HPD investigating whether supervisor bullied detective

HONOLULU (HawaiiNewsNow) - The suicide of a Honolulu police officer is dividing the department and has prompted an internal investigation.

Kyle Suemori, 42, shot himself on April 13 at his Waipahu home.

The 12-year veteran of the force had recently been promoted to detective and was assigned to the Domestic Violence unit. Fellow officers told Hawaii News Now he was having issues with the new assignment and with one of his supervisors.

Multiple police sources say the supervisor had a style of managing that many considered "old school," like a drill sergeant.

While that may have worked with some officers, for Detective Suemori, it was described by numerous witnesses as bullying.

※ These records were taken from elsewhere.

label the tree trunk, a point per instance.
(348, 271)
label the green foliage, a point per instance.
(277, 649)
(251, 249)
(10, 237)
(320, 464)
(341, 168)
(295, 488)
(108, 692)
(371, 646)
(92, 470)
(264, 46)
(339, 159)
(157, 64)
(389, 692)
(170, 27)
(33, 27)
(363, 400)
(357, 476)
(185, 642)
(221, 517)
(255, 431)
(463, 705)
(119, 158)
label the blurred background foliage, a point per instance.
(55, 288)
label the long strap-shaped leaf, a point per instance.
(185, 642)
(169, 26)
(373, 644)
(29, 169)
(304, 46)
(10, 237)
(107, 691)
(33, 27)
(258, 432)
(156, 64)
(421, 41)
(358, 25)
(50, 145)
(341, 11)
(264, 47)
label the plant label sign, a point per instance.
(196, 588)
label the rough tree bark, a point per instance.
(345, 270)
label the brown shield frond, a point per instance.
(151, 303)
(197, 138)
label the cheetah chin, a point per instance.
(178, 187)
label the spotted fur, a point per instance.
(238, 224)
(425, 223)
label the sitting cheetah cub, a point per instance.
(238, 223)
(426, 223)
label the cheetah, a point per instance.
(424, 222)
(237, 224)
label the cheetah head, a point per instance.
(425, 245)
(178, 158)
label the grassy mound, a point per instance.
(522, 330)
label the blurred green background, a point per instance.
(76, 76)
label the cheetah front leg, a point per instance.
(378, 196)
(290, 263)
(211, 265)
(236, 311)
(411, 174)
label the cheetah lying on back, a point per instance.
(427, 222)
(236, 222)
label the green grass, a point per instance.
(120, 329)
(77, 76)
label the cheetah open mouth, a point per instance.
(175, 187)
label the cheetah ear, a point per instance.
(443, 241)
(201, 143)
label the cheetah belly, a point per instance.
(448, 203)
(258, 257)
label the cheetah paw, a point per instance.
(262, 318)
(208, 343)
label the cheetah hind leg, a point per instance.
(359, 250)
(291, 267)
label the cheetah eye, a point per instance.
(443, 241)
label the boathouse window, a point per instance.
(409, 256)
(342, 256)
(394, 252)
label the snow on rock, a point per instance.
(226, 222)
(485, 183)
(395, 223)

"Workplace bullying is usually repeated kinds of conduct, whether it's verbal abuse, sometimes it can be workplace aggression," says Melissa Pavlicek of the Society of Human Resources Management.

"When I first got into law enforcement, it was very much paramilitary, and some departments are still like that," says Hawaii News Now Law Enforcement expert Tommy Aiu.

Aiu spent more than 30 years in law enforcement and says the culture of managing in a police department is changing, "It's become more of a friendly environment, to enhance the performance through performance evaluations."

Aiu says officers who are depressed do have options like in-house psychologists, chaplains and peer review, but most don't take advantage of those options unless prompted to by the department. It's unclear if the HPD administration knew about the issues Suemori was having.

The supervisor was transferred out of the Criminal Investigations Division and reassigned to patrol after the incident.

An Internal Affairs investigation has been launched to see if he violated department policy.

"How do you find that balance," says Waxer Tipton, who was a police chaplain for Maui County. He says the drill sergeant approach doesn't work for everyone. "How much is too much?"

While sources say he had complained about the conditions at work, it's unclear if Suemori suffered from other personal matters too. He did not leave suicide note. Tipton says it's usually a number of things that seem overwhelming.

"I have not seen one incident put anybody over the edge, you already have your own sense of self worth, or sense of self esteem or lack thereof ... and then the piling on," says Tipton.

Services for Kyle Suemori are set for Friday.